Posto isto, se me parece inaceitável e demagógico criticar um qualquer aspecto negativo de uma realidade política – e nenhuma realidade política é isenta de erros – para defender de contrabando uma outra realidade onde os aspectos negativos são muito mais acentuados, mais inaceitável e demagógico me parece ainda criticar o racismo ou o esclavagismo do que se fazia há quinhentos anos mantendo silêncio sobre o que se passa nos dias de hoje.
O que eu vejo na guerra que foi movida à estátua do Padre António Vieira é lapidar do que temos pela frente: trata-se de defender o fanatismo moralista que hoje é dominado pelo Jihadismo, trata-se de esconder toda a sua agenda reaccionária (que inclui o supremacismo, racismo e esclavagismo) e atacar a cultura que fez a democracia, aboliu a escravatura e ilegalizou o racismo.
A todos aqueles que aderem facilmente ao discurso pretensamente inovador e por vezes vendido como de ‘esquerda’ (o ‘islamo-esquerdismo’), convém que pensem um pouco mais em tudo o que está em jogo antes de tomarem partido.

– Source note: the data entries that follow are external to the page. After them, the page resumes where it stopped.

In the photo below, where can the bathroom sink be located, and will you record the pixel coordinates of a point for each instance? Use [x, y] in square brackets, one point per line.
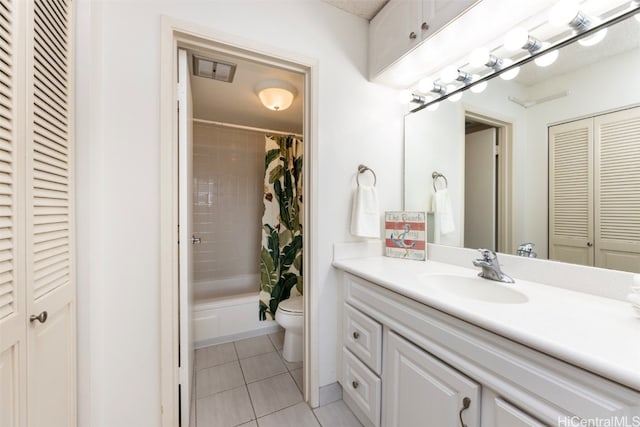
[474, 288]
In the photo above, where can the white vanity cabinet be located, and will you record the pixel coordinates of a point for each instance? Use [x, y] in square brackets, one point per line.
[403, 24]
[432, 361]
[418, 387]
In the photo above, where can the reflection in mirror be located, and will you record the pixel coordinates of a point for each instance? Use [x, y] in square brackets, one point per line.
[496, 148]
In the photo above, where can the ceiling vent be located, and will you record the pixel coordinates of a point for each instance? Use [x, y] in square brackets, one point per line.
[213, 69]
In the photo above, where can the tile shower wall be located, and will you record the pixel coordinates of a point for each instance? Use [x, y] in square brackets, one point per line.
[228, 168]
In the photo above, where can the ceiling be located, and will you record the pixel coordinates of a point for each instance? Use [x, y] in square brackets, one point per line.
[620, 38]
[366, 9]
[237, 102]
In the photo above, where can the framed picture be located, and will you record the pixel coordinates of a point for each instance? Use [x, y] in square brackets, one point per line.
[405, 235]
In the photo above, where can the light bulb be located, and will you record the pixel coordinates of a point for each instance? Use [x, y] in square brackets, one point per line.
[449, 74]
[479, 57]
[594, 39]
[455, 97]
[425, 85]
[511, 74]
[516, 39]
[548, 58]
[405, 96]
[480, 87]
[563, 13]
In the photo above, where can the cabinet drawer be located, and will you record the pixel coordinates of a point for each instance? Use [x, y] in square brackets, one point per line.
[363, 336]
[362, 386]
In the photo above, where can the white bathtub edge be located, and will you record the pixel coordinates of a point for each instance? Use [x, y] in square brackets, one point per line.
[270, 329]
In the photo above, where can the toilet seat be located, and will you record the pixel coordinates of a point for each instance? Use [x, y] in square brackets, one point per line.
[291, 306]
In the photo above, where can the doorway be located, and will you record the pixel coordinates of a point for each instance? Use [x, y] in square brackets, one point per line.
[488, 166]
[179, 35]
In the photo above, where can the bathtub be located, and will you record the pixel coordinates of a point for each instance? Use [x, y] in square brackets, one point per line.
[220, 314]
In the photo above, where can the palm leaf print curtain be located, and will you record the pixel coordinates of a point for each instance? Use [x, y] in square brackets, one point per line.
[281, 255]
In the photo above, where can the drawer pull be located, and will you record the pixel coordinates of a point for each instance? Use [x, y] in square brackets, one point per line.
[466, 402]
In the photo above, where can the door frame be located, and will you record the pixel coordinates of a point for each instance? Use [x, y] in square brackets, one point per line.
[176, 33]
[504, 127]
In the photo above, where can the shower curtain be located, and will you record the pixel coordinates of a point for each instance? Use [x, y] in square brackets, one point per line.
[281, 255]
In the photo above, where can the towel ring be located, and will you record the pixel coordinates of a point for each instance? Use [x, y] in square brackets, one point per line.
[363, 169]
[435, 176]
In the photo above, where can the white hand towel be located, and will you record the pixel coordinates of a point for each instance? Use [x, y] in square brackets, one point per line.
[365, 215]
[634, 299]
[444, 211]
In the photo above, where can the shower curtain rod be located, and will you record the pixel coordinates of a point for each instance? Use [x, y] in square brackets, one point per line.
[230, 125]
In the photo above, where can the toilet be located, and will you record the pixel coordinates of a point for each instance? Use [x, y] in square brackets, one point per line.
[290, 316]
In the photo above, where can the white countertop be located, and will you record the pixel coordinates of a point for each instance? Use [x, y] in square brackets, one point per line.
[597, 334]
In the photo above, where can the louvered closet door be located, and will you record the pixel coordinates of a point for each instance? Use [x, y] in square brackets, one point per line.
[12, 297]
[50, 239]
[571, 192]
[617, 191]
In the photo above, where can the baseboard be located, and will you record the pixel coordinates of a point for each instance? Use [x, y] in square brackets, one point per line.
[330, 393]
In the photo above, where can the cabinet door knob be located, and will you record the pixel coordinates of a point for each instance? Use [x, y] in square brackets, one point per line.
[42, 317]
[466, 402]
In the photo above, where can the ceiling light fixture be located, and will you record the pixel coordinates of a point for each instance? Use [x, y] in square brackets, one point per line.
[512, 73]
[482, 57]
[478, 87]
[406, 97]
[548, 58]
[451, 74]
[427, 85]
[567, 12]
[519, 38]
[276, 95]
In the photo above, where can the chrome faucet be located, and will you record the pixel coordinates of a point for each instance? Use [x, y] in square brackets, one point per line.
[491, 267]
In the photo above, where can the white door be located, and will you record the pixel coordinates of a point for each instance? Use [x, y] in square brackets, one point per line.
[185, 173]
[480, 190]
[617, 190]
[421, 390]
[13, 318]
[49, 225]
[571, 220]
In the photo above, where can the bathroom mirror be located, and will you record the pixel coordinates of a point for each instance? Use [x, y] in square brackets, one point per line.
[505, 200]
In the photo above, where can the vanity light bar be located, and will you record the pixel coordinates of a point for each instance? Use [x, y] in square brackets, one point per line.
[502, 66]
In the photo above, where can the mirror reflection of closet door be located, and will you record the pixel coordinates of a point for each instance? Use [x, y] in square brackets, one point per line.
[480, 198]
[571, 192]
[594, 190]
[617, 190]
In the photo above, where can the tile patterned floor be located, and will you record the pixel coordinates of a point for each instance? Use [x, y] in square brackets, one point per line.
[248, 383]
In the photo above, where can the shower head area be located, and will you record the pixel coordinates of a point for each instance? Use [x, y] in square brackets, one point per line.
[230, 131]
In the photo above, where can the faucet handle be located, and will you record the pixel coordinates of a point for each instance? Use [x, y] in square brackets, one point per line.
[487, 254]
[528, 247]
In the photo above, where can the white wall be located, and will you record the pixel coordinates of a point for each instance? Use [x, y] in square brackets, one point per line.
[118, 121]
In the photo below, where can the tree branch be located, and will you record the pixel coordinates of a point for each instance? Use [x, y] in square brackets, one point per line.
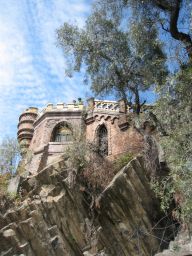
[183, 37]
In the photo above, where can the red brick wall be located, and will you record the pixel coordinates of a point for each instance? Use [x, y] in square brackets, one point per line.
[118, 141]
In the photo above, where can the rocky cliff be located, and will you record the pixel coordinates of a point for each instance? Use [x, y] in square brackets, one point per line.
[55, 218]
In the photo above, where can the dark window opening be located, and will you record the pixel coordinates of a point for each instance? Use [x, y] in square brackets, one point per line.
[62, 133]
[103, 140]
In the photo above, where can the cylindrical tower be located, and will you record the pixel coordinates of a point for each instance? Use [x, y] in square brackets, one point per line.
[25, 128]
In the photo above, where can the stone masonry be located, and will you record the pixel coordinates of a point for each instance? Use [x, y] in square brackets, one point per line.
[36, 129]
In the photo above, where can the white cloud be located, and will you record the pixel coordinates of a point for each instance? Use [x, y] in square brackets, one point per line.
[31, 66]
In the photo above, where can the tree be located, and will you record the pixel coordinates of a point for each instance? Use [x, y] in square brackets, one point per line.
[9, 155]
[112, 57]
[170, 16]
[174, 109]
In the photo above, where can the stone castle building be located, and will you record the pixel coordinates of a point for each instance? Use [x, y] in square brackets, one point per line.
[48, 133]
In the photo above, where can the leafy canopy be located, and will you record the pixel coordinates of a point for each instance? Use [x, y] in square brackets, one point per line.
[112, 55]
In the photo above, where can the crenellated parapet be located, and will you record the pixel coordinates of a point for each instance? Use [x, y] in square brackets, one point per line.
[25, 128]
[62, 107]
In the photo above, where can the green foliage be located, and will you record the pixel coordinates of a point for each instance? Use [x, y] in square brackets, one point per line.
[123, 160]
[174, 109]
[112, 55]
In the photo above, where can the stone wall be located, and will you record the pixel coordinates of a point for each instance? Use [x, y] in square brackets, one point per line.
[119, 141]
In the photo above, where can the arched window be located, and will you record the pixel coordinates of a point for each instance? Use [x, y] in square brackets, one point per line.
[103, 140]
[62, 133]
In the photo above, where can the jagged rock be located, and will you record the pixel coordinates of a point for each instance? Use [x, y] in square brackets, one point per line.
[13, 185]
[54, 218]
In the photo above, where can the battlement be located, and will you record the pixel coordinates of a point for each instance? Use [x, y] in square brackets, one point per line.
[62, 107]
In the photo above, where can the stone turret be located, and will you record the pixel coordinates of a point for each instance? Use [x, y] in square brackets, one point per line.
[25, 128]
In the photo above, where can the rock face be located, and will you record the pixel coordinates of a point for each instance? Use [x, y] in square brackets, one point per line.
[55, 218]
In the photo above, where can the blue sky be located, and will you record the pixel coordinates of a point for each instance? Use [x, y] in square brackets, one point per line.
[31, 64]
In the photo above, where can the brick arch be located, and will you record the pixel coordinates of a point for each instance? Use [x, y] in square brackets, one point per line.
[102, 139]
[62, 132]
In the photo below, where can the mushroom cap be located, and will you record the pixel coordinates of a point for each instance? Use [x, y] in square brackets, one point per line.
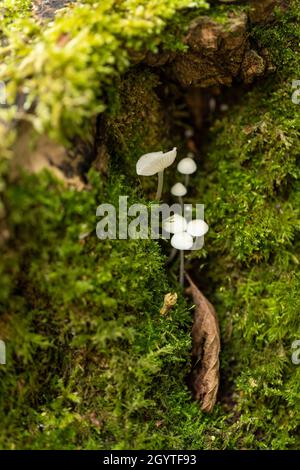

Uma coisa é empenharmo-nos pela melhoria do mundo em que vivemos, outra, é sermos usados por uma ideologia supremacista, fanática, hiperconservadora que é a do Jihadismo; é tornar-nos em idiotas úteis ocidentais do talibanismo.
Nota do Director
O Tornado define-se no seu Estatuto Editorial como activo defensor do combate ao racismo e à xenofobia. Está no ADN do Jornal a firme rejeição de toda e qualquer forma de discriminação baseada no género, na orientação sexual, na cor da pele, nas convicções religiosas ou na simples diferença de opiniões.
O Jornal Tornado publica frequentemente comunicados do SOS Racismo por vezes enviados pelo próprio Mamadou Ba. Todavia o Director do Jornal subscreve na íntegra este artigo do seu colunista fundador porque considera que a leitura da história à luz dos conceitos actuais é uma forma de fundamentalismo que apenas serve para entreter e distrair os cidadãos dos problemas, e são muitos, da actualidade.
O racismo é uma forma de discriminar pela cor da pele e, infelizmente, não é apanágio de apenas uma cor. Ele existe na paleta de cores que constitui a raça humana e deve ser combatido em todas as circunstâncias.